Regarding prostate lesion segmentation, previous research has demonstrated moderate agreement among radiologists, with a DSC ranging from 0.48 to 0.52 (33). The original development article (16) for the AI algorithm evaluated here reported a DSC of 0.36 for lesion-level segmentation in the testing sample, and our study achieved a DSC of 0.29 employing this algorithm in a new prospective sample. The DSC for the AI model in our study is consistent with that of other published AI models (30,34). For benign lesions the DSC was 0.14, whereas for csPCa the DSC reached 0.4 or higher. Moreover, the algorithm exhibited a tendency toward prioritizing the central region of the lesion, while radiologists incorporated additional cues to include peripheral aspects. The algorithm employed a benign prostatic hyperplasia filter to achieve a balance between segmenting a substantial portion of the lesion area and minimizing false-positive findings beyond tumor foci (16). Additionally, our results showed that the predictive capability of the AI algorithm was comparable to clinical PI-RADS interpretation. This suggests that identifying the position and existence of a lesion, even if it does not align entirely with the radiologist-defined extent, may be helpful for supporting diagnostic decision-making in csPCa detection and patient selection for biopsy. Of note, the performance of this AI model was higher in higher PI-RADS category lesions; this model may be useful for PI-RADS category 5 lesion biopsy planning, as it detected 92% (165 of 179) of the lesions and achieved a DSC of greater than 0.50.

In the near future, this AI algorithm could be clinically deployed as a companion system implemented in the clinical picture archiving and communication system. This AI algorithm can act as a second reader opinion by providing binary prediction masks and probability maps for radiologists during their readings. It is important to note that for participant-level analysis, the algorithm had positive prediction in these participants, and this does not necessarily indicate the lesion itself was localized. Thus, the algorithm could function as a patient triage tool for biopsy as the AI model was able to identify the majority of participants with csPCa. Additionally, not only does the algorithm offer decision support by highlighting lesions and additional areas of concern for radiologists, but its exportable lesion segmentation masks also present an opportunity for automating the labor-intensive processes of lesion segmentation (especially for PI-RADS 5 lesions), streamlining tasks related to biopsy and radiation therapy planning.

Our study has several limitations. All scans were evaluated and annotated by one expert genitourinary radiologist. This might limit the reproducibility of this study; however, this also serves as an ideal situation for level 2 analysis per Fryback and Thornbury (35), addressing the diagnostic performance of a new diagnostic imaging method. Achieving results similar to those of a highly experienced expert radiologist is a desirable outcome for an AI algorithm. Another limitation is that this AI model does not incorporate dynamic contrast-enhanced imaging due to inconsistent image acquisition in the initial study population. Model performance might have been impacted by this lack of information related to dynamic contrast-enhanced imaging. However, biparametric MRI is becoming more popular as the current trend moves toward prostate MRI without the use of contrast agents (36,37).

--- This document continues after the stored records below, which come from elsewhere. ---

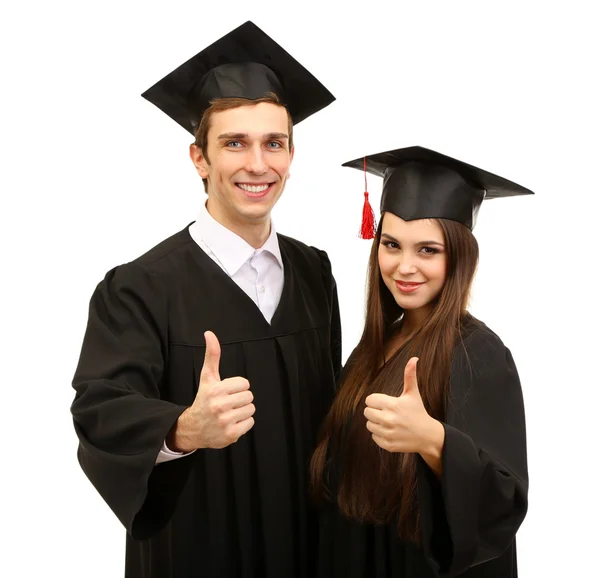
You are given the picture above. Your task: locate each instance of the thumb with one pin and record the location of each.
(410, 377)
(212, 358)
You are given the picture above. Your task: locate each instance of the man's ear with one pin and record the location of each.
(199, 160)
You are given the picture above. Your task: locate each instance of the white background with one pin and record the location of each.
(93, 175)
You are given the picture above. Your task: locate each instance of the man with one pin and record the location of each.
(209, 362)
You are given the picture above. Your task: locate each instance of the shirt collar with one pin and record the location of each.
(230, 249)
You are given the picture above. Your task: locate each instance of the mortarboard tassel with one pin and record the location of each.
(367, 229)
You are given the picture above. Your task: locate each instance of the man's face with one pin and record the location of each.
(248, 150)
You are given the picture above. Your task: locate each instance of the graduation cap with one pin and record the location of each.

Variations in acquisition parameters, specifically diffusion imaging protocols, could impact the algorithm’s performance (38). Further investigation into the performance of the algorithm across diverse imaging conditions is warranted to ensure its generalizability. For AI inference, diffusion-weighted imaging series were spatially aligned and resampled to the T2-weighted image space using Digital Imaging and Communications in Medicine spatial and affine matrix information. Nonetheless, distortion could still lead to a misalignment in per-pixel information between sequences. This represents a limitation of the present algorithm, and major distortions would be expected to inherently decrease performance.

While the algorithm demonstrated a commendable detection rate in participants with ISUP GG 1 tumors, concerns arise regarding the potential for overdetection and subsequent overtreatment. The study sample exhibited a high prevalence of cancer, and many participants had prior positive biopsy. Additionally, certain lesions might be undetected by both the AI and the radiologist, potentially affecting the sensitivity of their predictions. However, this would not substantially influence the comparative analysis, as such undetected lesions would uniformly affect the performance of both. Finally, an experimental reading that included interaction of the radiologist and AI model was not performed in this study. In the future, this algorithm needs to be further validated in a large prospective multicenter study to evaluate its generalizability in an even more heterogeneous sample and to compare its performance to that of readers with different experience levels.

In conclusion, this cascaded deep learning–based artificial intelligence (AI) model automatically and objectively detected cancerous lesions with reasonable detection performance on prostate biparametric MRI scans in a sample prospectively evaluated using Prostate Imaging Reporting and Data System version 2.1. Moreover, the lesions detected by the algorithm correlated with clinically significant lesions at histopathologic examination. These results demonstrate that this AI model may be useful as an adjunct tool to assist radiologists during prostate MRI readings.

Acknowledgments

Acknowledgements

This project has been funded in whole or in part with federal funds from the National Cancer Institute of the National Institutes of Health. Research support was provided by the National Institutes of Health Medical Research Scholars Program, a public-private partnership supported jointly by the National Institutes of Health and contributions to the Foundation for the National Institutes of Health from the American Association for Dental, Oral, and Craniofacial Research and Colgate-Palmolive.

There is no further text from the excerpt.